The first response requires the use of probability. Attaching a meaning
to probability is not as trivial as many think. For instance, in the case of
gambling, surely everyone would agree that the probability of a die landing
‘six’ is a sixth – or would they? Suppose it is known that someone has
loaded the die; what then is the probability? Alternatively, if that question
does not give pause for thought, what about the case in which it is suggested
that someone might have loaded the die? If we turn from gambling contexts and think about the sorts of problems faced by DMs in government,
industry, etc. then we see that the difficulty in identifying probabilities
becomes far greater. How, for instance, might the probabilities needed in
evaluating investment options on the stock exchange be found? Indeed,
how would you define conceptually the probability of the stock market
falling over the next year?
Early writers on probability were somewhat pragmatic in their
approach, eschewing clear definitions. Their intentions were summarised
by Laplace (1952 [1825]). He took the probability of an event to be the
ratio of the number of possible outcomes favourable to the event to the
total number of possible outcomes, each assumed to be equally likely.

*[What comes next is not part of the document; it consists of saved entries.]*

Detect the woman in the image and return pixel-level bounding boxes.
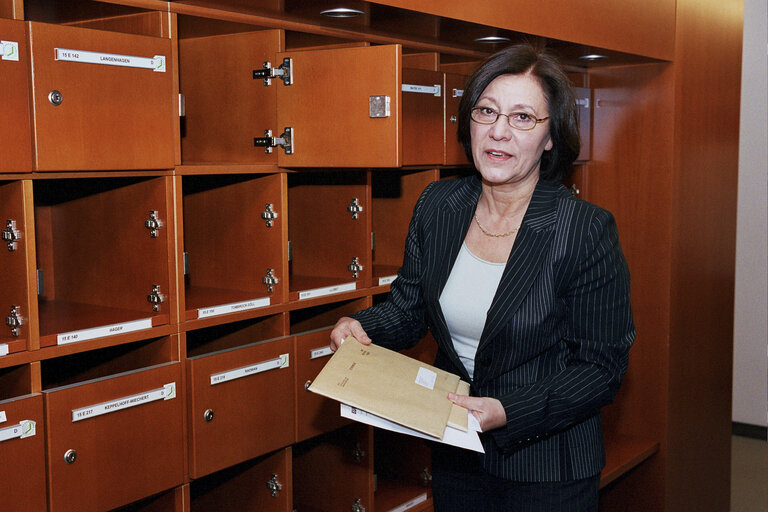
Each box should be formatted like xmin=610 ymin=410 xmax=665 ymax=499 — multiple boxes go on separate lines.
xmin=330 ymin=44 xmax=634 ymax=511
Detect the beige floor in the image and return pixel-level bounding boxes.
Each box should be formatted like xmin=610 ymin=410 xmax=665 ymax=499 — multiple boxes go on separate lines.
xmin=731 ymin=435 xmax=768 ymax=511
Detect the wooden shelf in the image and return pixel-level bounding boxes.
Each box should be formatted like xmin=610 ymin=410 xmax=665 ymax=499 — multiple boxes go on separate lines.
xmin=600 ymin=437 xmax=660 ymax=489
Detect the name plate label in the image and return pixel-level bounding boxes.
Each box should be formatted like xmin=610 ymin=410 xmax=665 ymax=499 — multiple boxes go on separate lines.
xmin=310 ymin=346 xmax=333 ymax=360
xmin=378 ymin=275 xmax=397 ymax=286
xmin=402 ymin=83 xmax=441 ymax=96
xmin=299 ymin=282 xmax=356 ymax=300
xmin=388 ymin=493 xmax=428 ymax=512
xmin=55 ymin=48 xmax=166 ymax=72
xmin=57 ymin=318 xmax=153 ymax=345
xmin=210 ymin=354 xmax=290 ymax=386
xmin=0 ymin=420 xmax=36 ymax=443
xmin=72 ymin=382 xmax=176 ymax=423
xmin=0 ymin=344 xmax=8 ymax=356
xmin=197 ymin=297 xmax=270 ymax=319
xmin=1 ymin=40 xmax=19 ymax=61
xmin=0 ymin=411 xmax=6 ymax=423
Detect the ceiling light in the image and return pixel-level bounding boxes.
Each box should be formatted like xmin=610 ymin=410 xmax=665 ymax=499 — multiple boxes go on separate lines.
xmin=320 ymin=7 xmax=365 ymax=18
xmin=579 ymin=54 xmax=608 ymax=61
xmin=474 ymin=36 xmax=511 ymax=44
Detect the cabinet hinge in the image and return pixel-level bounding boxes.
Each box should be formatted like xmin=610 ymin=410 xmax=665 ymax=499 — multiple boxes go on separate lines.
xmin=253 ymin=58 xmax=293 ymax=86
xmin=254 ymin=127 xmax=293 ymax=155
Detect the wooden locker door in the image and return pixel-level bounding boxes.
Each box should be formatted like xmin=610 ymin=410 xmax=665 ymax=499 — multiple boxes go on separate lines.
xmin=28 ymin=22 xmax=174 ymax=171
xmin=275 ymin=44 xmax=401 ymax=167
xmin=402 ymin=68 xmax=444 ymax=166
xmin=0 ymin=19 xmax=33 ymax=173
xmin=0 ymin=181 xmax=34 ymax=353
xmin=44 ymin=363 xmax=184 ymax=512
xmin=0 ymin=394 xmax=47 ymax=511
xmin=444 ymin=73 xmax=471 ymax=166
xmin=293 ymin=424 xmax=374 ymax=512
xmin=183 ymin=173 xmax=287 ymax=320
xmin=179 ymin=30 xmax=283 ymax=165
xmin=295 ymin=328 xmax=351 ymax=442
xmin=187 ymin=336 xmax=295 ymax=479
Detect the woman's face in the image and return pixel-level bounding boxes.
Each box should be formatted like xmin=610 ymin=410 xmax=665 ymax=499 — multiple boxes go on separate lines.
xmin=470 ymin=73 xmax=553 ymax=188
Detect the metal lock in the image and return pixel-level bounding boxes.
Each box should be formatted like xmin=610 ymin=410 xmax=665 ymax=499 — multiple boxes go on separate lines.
xmin=347 ymin=198 xmax=363 ymax=219
xmin=203 ymin=409 xmax=214 ymax=422
xmin=263 ymin=268 xmax=279 ymax=293
xmin=261 ymin=203 xmax=278 ymax=227
xmin=348 ymin=257 xmax=363 ymax=279
xmin=304 ymin=380 xmax=312 ymax=391
xmin=266 ymin=473 xmax=283 ymax=497
xmin=6 ymin=306 xmax=23 ymax=337
xmin=2 ymin=220 xmax=20 ymax=251
xmin=48 ymin=90 xmax=63 ymax=106
xmin=64 ymin=449 xmax=77 ymax=464
xmin=420 ymin=467 xmax=432 ymax=486
xmin=351 ymin=442 xmax=365 ymax=463
xmin=369 ymin=95 xmax=390 ymax=118
xmin=145 ymin=210 xmax=162 ymax=238
xmin=351 ymin=498 xmax=366 ymax=512
xmin=450 ymin=115 xmax=458 ymax=124
xmin=147 ymin=285 xmax=165 ymax=312
xmin=569 ymin=183 xmax=580 ymax=196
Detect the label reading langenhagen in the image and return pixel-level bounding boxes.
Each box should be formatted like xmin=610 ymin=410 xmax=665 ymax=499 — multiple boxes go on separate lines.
xmin=210 ymin=354 xmax=290 ymax=386
xmin=1 ymin=41 xmax=19 ymax=61
xmin=71 ymin=382 xmax=176 ymax=423
xmin=55 ymin=48 xmax=166 ymax=72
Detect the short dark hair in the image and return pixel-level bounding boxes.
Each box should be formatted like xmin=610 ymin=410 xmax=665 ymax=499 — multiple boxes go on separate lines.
xmin=457 ymin=43 xmax=580 ymax=182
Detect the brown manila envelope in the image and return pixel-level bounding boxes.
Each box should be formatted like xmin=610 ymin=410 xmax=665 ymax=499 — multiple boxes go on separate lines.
xmin=308 ymin=336 xmax=469 ymax=439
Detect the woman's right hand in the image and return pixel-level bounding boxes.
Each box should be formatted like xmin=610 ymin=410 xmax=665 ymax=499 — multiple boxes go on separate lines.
xmin=330 ymin=317 xmax=372 ymax=351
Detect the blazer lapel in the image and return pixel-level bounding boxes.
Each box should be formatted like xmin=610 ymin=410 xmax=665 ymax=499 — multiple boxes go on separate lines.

Thus, he assumed that it was possible to divide the future into n equally
likely primitive events. In considering the throws of a die, he divided the
possible future into six events: ‘The die lands “one” up’, ‘The die lands
“two” up’, etc. Each of these he considered to be ‘equally likely’ events;
and few would disagree with him, until you ask questions such as those
above – what happens, for instance, when the die is ‘loaded’?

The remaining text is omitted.